Things We Found When the Water Went Down
- Cover of the first edition
- Author: Tegan Nia Swanson
- Cover artist: Dana Li
- Language: English
- Genre: Literary fiction
- Published: 2022 (Catapult)
- Publication date: December 6, 2022
- Publication place: United States
- Pages: 256 (paperback)
- ISBN: 9781646221707

= Things We Found When the Water Went Down =

2022 novel by Tegan Nia Swanson

Things We Found When the Water Went Down is a literary fiction novel by Tegan Nia Swanson. Published on December 6, 2022, it is Swanson's first novel.

== Plot ==
Marietta Abernathy is an environmental activist and recluse living in the fictional town of Beau Caelais. When Hugo Mitchum, a coal miner, is found murdered, Abernathy is named the number one suspect by the authorities. Abernathy herself quickly disappears, however, and her daughter Lena starts researching her mother's life and activism to try and find her.

== Development history ==
Swanson is a transformative justice activist and works with victims of abuse. Things We Found When the Water Went Down was developed out of her experience, exploring themes of grief, abuse, and trauma. Describing the novel's genesis, Swanson said that:

I was living in Iowa in grad school, which felt like a place that was kind of devoid of water; it felt very dry. I was both literally and metaphorically thirsty, and I felt a little claustrophobic and maybe even water sick. I started thinking about what it would mean to embody being so impacted by water, or lack thereof or too much of it.

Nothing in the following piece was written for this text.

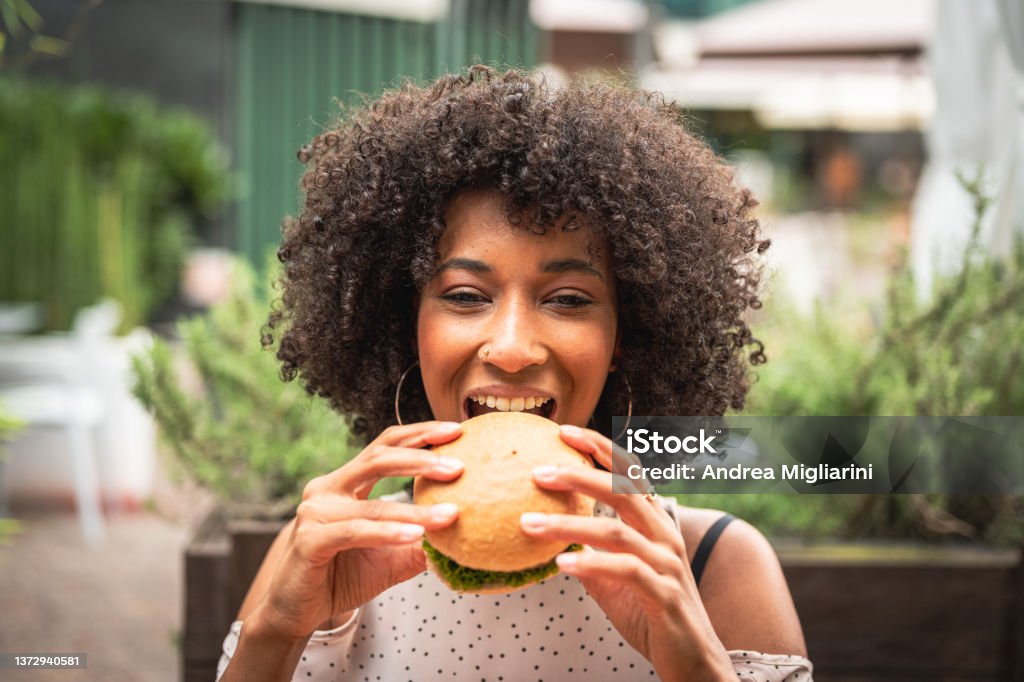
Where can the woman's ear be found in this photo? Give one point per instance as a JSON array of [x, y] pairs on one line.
[[616, 353], [416, 326]]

=== Publication history ===
Things We Found When the Water Went Down was published on December 6, 2022, by Catapult.

== Reception ==
Foreword Reviews praised Swanson's prose and the unique format of the book, which combined journal entries, police interview transcripts, and artwork. Dana Dunham, writing in The Chicago Review of Books, said that Swanson was able to combine realistic writing with "a profound metaphorical exploration of trauma." Publishers Weekly praised the novel for containing compelling characters and noted the undertones of horror throughout the book. Kirkus Reviews praised Swanson's handling of the form shifts throughout the book and positively compared Swanson's writing to the visual art of Joseph Cornell. Booklist's Kathy Sexton was slightly more critical, writing that "the mash of genres doesn't always make for suspenseful reading" but recommended the novel for fans of experimental fiction.